Hunter intimates that a local holding a Haywood meeting is required to pay Charles H. Kerr & Co. $250 for Review subscriptions, out of which it is alleged that Haywood gets $50. Now the fact is, as all Comrades who have managed Haywood meetings know, that we ask the local to guarantee not $250, but $100, in other words the local takes 500 three-month subscriptions at 25 cents each and we allow the Comrades to keep $25 for hall rent. Out of the $100 paid us we pay the cost of filling the 500 subscriptions, we give the local 200 copies of the Review to be sold at 10 cents each for the local’s benefit, we furnish the necessary printed matter for advertising the meeting, and we pay for Haywood’s railroad fare and hotel bills, as well as his services. A little figuring will enable any Comrade to judge for himself how much of a margin is left for graft, either for Haywood’s benefit or for any of the Comrades who are said to hold “fat jobs” in the office of Charles H. Kerr & Co. The whole charge would be too ridiculous to mention, but for the fact that our silence might cause certain Comrades to misjudge William D. Haywood. The motive behind these attacks is all plain enough. The reactionary majority of the present National Executive Committee, find their power and influence slipping away. They are many sizes too small for the positions they happen to occupy. They have attempted to run a great revolutionary movement by methods of petty intrigue and egotistic usurpation of power which have long since disgusted a majority of the membership. Behind them they have a minority, only a small fraction of which is composed of place seekers like themselves, while most of their support comes from loyal Comrades whom they have deceived and hope to continue deceiving as before…

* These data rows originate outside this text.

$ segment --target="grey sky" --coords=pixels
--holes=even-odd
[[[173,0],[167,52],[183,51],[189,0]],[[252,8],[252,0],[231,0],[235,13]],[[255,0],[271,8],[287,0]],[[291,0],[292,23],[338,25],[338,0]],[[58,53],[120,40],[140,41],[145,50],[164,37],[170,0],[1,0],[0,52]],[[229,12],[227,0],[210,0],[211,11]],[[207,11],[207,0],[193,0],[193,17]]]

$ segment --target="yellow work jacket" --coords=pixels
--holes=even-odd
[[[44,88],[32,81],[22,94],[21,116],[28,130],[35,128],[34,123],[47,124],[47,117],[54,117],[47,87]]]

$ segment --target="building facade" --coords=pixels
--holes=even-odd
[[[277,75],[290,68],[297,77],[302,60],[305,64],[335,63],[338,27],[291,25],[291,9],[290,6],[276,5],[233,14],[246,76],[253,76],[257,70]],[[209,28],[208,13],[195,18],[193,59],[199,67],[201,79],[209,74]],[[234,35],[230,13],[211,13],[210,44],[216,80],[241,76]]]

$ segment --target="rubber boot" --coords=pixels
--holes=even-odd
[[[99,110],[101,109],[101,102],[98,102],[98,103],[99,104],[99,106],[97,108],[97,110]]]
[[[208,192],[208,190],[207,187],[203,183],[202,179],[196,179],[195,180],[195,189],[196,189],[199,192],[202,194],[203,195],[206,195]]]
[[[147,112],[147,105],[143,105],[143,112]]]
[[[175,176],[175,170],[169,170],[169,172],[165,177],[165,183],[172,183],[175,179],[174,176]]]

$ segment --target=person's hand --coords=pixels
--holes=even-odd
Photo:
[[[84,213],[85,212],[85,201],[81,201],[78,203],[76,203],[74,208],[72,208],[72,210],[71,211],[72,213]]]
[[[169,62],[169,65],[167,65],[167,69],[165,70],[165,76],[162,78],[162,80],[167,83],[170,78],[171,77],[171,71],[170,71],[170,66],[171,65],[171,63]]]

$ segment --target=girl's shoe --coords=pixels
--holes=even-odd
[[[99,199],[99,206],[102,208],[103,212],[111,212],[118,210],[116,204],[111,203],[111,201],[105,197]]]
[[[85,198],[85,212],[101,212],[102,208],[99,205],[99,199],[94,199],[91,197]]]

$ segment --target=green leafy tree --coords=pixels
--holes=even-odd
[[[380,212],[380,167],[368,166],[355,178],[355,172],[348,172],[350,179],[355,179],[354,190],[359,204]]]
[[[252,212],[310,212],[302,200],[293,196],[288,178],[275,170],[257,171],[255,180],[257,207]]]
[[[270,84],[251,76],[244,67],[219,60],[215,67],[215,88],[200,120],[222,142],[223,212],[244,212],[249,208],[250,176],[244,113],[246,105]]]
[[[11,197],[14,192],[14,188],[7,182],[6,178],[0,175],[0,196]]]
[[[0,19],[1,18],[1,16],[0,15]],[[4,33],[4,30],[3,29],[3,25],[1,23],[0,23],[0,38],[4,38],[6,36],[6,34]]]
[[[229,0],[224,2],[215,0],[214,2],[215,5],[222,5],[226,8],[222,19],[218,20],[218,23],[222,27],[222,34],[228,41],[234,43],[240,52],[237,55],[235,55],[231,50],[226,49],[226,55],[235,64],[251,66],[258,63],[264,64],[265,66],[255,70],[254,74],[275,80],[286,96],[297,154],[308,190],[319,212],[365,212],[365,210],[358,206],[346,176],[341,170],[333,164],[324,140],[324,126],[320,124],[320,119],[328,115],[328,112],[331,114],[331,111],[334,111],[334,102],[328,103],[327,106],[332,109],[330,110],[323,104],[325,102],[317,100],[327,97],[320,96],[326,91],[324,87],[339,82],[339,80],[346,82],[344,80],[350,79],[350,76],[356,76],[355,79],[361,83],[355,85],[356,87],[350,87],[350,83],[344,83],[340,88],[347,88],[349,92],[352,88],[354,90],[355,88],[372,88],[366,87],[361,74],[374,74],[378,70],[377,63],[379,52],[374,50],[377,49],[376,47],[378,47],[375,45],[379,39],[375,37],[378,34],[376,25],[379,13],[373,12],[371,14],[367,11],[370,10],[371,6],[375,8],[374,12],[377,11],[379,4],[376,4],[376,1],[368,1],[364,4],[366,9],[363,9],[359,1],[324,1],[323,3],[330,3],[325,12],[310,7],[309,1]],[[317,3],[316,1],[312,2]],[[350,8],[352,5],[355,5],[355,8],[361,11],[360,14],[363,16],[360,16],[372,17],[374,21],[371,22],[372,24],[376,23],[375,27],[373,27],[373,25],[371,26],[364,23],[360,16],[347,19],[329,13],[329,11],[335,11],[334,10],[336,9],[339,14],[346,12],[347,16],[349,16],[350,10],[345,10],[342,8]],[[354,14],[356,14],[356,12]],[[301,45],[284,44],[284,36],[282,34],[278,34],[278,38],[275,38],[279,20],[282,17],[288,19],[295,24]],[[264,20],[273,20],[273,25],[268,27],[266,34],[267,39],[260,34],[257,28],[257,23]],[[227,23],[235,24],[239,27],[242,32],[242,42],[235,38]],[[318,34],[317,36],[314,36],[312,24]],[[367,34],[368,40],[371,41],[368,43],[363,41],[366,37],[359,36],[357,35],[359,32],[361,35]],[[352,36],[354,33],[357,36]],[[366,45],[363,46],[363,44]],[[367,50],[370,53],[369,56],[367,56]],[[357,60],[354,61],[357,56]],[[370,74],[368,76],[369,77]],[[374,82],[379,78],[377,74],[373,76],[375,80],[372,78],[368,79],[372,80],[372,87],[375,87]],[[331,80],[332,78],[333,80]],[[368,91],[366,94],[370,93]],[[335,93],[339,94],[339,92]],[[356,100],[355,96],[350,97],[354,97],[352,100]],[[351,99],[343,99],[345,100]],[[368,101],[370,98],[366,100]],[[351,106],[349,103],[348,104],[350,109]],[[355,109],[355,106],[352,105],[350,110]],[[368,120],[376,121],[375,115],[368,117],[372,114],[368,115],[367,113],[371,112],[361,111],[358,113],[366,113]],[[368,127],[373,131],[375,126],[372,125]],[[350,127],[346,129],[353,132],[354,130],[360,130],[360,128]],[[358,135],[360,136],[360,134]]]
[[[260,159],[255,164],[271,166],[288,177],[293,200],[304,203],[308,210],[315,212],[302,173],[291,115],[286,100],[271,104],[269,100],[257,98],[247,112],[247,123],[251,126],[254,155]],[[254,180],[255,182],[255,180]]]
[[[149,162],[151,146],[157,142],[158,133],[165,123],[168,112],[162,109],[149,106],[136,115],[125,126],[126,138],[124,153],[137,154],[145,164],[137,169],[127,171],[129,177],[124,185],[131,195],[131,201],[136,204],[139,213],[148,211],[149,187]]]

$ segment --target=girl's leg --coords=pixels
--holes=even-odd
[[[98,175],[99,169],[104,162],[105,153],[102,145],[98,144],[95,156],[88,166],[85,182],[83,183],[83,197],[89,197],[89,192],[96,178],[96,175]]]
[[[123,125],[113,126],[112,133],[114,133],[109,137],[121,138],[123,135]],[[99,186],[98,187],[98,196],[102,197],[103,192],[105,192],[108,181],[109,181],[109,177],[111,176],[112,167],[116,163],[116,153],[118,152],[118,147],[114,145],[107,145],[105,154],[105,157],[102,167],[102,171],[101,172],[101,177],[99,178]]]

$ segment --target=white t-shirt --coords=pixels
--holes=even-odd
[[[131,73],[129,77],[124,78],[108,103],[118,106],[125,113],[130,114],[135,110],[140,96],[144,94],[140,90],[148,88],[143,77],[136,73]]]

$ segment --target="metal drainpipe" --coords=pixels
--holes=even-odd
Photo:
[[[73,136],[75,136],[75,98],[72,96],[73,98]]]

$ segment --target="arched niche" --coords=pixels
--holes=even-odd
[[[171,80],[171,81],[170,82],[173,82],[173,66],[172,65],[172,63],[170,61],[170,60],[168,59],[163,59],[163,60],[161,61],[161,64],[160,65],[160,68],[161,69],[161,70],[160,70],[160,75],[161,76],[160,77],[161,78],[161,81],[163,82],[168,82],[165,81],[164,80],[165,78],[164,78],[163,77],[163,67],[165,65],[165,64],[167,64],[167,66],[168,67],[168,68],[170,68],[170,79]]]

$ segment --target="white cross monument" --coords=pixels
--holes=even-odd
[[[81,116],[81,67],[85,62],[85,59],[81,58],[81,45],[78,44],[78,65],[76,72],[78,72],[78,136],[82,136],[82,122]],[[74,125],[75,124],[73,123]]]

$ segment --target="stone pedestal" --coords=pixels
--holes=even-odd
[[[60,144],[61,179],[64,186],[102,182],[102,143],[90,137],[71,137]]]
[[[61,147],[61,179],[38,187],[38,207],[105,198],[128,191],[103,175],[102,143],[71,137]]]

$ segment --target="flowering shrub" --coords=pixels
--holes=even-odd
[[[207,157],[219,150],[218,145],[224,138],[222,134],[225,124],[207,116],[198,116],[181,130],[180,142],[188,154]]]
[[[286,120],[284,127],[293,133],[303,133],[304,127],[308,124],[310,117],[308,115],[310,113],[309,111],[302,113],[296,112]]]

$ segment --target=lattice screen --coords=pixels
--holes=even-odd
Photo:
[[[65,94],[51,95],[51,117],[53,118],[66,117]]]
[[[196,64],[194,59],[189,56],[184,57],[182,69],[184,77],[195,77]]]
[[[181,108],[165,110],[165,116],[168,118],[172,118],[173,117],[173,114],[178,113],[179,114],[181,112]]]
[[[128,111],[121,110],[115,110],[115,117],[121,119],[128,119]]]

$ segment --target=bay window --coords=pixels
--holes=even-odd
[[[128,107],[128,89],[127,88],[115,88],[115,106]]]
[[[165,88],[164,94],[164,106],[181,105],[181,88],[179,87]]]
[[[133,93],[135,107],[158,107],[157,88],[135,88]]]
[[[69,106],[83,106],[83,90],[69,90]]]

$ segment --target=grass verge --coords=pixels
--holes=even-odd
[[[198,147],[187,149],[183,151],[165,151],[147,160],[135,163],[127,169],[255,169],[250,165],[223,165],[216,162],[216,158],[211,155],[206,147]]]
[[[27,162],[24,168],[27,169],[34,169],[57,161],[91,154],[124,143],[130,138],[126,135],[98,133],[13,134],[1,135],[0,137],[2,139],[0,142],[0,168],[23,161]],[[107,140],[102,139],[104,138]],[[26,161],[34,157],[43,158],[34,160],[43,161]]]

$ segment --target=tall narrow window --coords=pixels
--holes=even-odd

They control many channels of communication between party members and are scheming to control more. The International Socialist Review they cannot control and therefore they aim to kill it or discredit it. They will not succeed. If the Review stood for the personal ambitions and interests of any one man or any little group of men, it would not be formidable enough to arouse these bitter attacks from our tottering dictators. If the Review has any strength, and our enemies think it has, that strength comes from the fact that our aim and our constant endeavor is to voice the thoughts and the will of the workers who make up the essential and vital part of the Socialist movement. And sooner or later, they will find a way to make their will prevail, and the petty politicians will have to make way for men who will carry out the wishes of the workers.
CHARLES H. KERR. Chicago, Ill.
The New York Call was the first English-language Socialist daily paper in New York City and the second in the US after the Chicago Daily Socialist. The paper was the center-right of the Socialist Party and under the influence of Morris Hillquit. The paper is an invaluable resource for information on the city’s workers movement and history, it is one of the most important socialist papers in US history. The Call ran from 1908 until 1923, when the Socialist Party’s membership was in deep decline and the Communist movement became predominate.